Reporting a vulnerability

If you find a way for a submitter to receive credit for a theorem they have not proved, or to read another submission's private source, or to execute code outside the landrun sandbox: do not file a public issue. Email the maintainers (see the repository's leanprover org contacts) with the details and a reproduction.

1. What this document covers

The adversary is a submitter who controls a Submission.lean (and files under Submission/). The goal we resist here: untrusted submitter Lean escaping comparator's sandbox, or comparator accepting a Solution that does not actually prove the Challenge. The pipeline-level framing of the same adversary (issue intake, token handling, confidentiality) is in the submissions repo's SECURITY.md.

The submitter does not control Challenge.lean, Solution.lean, lakefile.toml, lean-toolchain, config.json, or WorkspaceTest.lean in the generated workspace — these are taken from a pristine generated/<id>/ checkout each run — nor any pinned upstream commit.

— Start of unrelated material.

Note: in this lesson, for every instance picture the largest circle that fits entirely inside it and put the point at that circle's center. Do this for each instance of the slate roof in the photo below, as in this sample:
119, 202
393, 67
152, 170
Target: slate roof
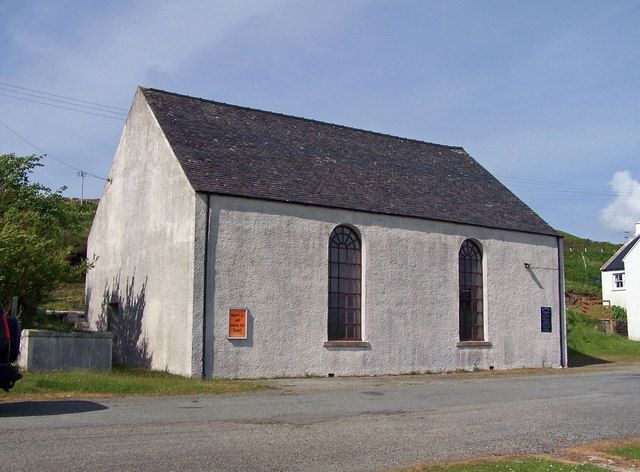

2. Architecture: Challenge / Submission / Solution

Every benchmark problem ships as a self-contained Lake project in generated// with a fixed three-file shape:

Challenge.lean is the trusted theorem statement, body sorry. The benchmark author writes this and reviewers approve it. It is what the problem ASKS.
Submission.lean is the only file the solver edits. It must define a theorem of the same signature inside namespace Submission. This is what the solver provides as their PROOF.
Solution.lean is a generated bridge: it has the same theorem signature as Challenge and provides exact Submission.foo (or, for multi-hole problems, the structured equivalent). It exists so that comparator can verify "Solution typechecks => Submission really proves Challenge."

leanprover/comparator is the verifier. Given a config.json listing theorem_names, definition_names, and permitted_axioms, it:

Builds Challenge and Solution separately under a landrun Linux landlock sandbox, then runs lean4export on each (also sandboxed).
Walks the constant graph from each named theorem and requires that every transitively-used constant (other than def-hole targets, where only the type signature must match) is byte-identical between Challenge and Solution. See comparator/Comparator/Compare.lean.
Walks the same graph for axioms and requires every reachable axiom to be in the permitted_axioms allowlist. See comparator/Comparator/Axioms.lean. Our allowlist is {propext, Quot.sound, Classical.choice}. Notably absent: sorryAx (so sorry is rejected) and Lean.ofReduceBool (so native_decide is rejected).
Replays the exported Solution environment into the in-process Lean kernel for a final type-check.

Because Solution's only proof step is exact Submission.foo, and because Compare.lean rejects any drift in the constant graph from Challenge's theorem statement, the only way for verification to succeed is if Submission.foo is definitionally equal to a proof of Challenge's exact theorem statement, using only the permitted axioms.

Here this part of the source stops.